Oof: That would put the kiwi back at 88 US cents where it was almost six years ago.
Covid takes its toll: Listed commercial and industrial property investor Asset Plus reported a net loss of $14.6 million in the 12 months ended March, reversing a profit of $3.8 million the previous year, due to a $19.1 million write down in the fair value of its property portfolio. Adjusted funds from operations – which its dividend is based on – were unchanged at $4.7 million as increased rental income was offset by higher due diligence costs. The board had already said it won’t pay a fourth-quarter dividend.
Valuations lowered: The pandemic saw the value of its four properties being lowered to $142.1 million and the withdrawal of a planned $100 million capital raising for a major development. The company said rental abatements and relief will hit June quarter earnings by $590,000, and that the full impact of the pandemic won’t be known for some time. Its shares closed down 1c at 37.5 cents.
Not so bad after all: Consumer confidence in the first 10 days in June fell to its lowest level since the depths of the GFC in 2009, but the decline was moderate compared to other downturns. The Westpac McDermott-Miller consumer confidence index fell 7 points in June, to 97.2, its lowest level in more than a decade. The present conditions index fell 9.3 points to 103.4, however, the expected conditions index only fell 5.4 to 99.3. Economists had previously feared a much larger drop.

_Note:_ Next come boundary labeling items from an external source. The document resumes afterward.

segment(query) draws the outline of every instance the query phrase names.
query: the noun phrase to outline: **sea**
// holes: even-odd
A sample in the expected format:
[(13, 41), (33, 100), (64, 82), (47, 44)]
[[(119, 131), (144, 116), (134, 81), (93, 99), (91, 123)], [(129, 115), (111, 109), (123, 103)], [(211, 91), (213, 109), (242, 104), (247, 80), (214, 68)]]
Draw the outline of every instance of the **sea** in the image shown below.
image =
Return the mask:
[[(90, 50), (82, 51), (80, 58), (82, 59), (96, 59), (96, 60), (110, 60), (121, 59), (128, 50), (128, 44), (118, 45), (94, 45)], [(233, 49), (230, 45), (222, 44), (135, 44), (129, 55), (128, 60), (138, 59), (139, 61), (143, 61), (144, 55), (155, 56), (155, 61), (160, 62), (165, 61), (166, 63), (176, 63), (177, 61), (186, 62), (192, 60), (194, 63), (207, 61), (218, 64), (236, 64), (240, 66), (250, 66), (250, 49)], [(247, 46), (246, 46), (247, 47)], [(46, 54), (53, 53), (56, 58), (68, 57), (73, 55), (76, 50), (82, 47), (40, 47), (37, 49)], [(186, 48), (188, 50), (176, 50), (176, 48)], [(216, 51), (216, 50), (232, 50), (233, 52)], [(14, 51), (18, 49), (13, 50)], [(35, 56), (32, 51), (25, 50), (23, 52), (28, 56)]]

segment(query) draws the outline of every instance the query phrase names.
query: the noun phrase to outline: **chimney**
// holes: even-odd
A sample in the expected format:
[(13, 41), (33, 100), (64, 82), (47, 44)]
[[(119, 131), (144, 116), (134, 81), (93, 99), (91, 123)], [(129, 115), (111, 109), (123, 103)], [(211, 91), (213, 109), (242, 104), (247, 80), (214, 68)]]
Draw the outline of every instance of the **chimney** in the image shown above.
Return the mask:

Holding steady: The survey aligns with stronger-than-expected retail spending on credit and debit cards once the lockdown lifted, which also showed up in the government’s tax take as GST receipts in April exceeded forecasts. However, retailers remain wary that the pent-up consumer demand may be temporary. Westpac economist Dominick Stephens said the better-than-expected confidence figures are likely to reflect New Zealand’s success in limiting the spread of the virus and the earlier than expected easing of the lockdown restrictions.
Another NZ IPO choses ASX: Soft tissue regeneration innovator Aroa Biosurgery which has developed products that are used by surgeons to repair soft tissue wounds and has five patented products selling in the United States looks set to list on the ASX. The company’s IPO bookbuild is expected to take place this Friday. It is seeking to raise $45 million at 75¢ a share. The offer would value Aroa at $225 million on a market capitalisation basis. Wellington based VC fund Movac and founding Movac partner and Aroa non-executive director Phil McCaw will be shareholders in the venture.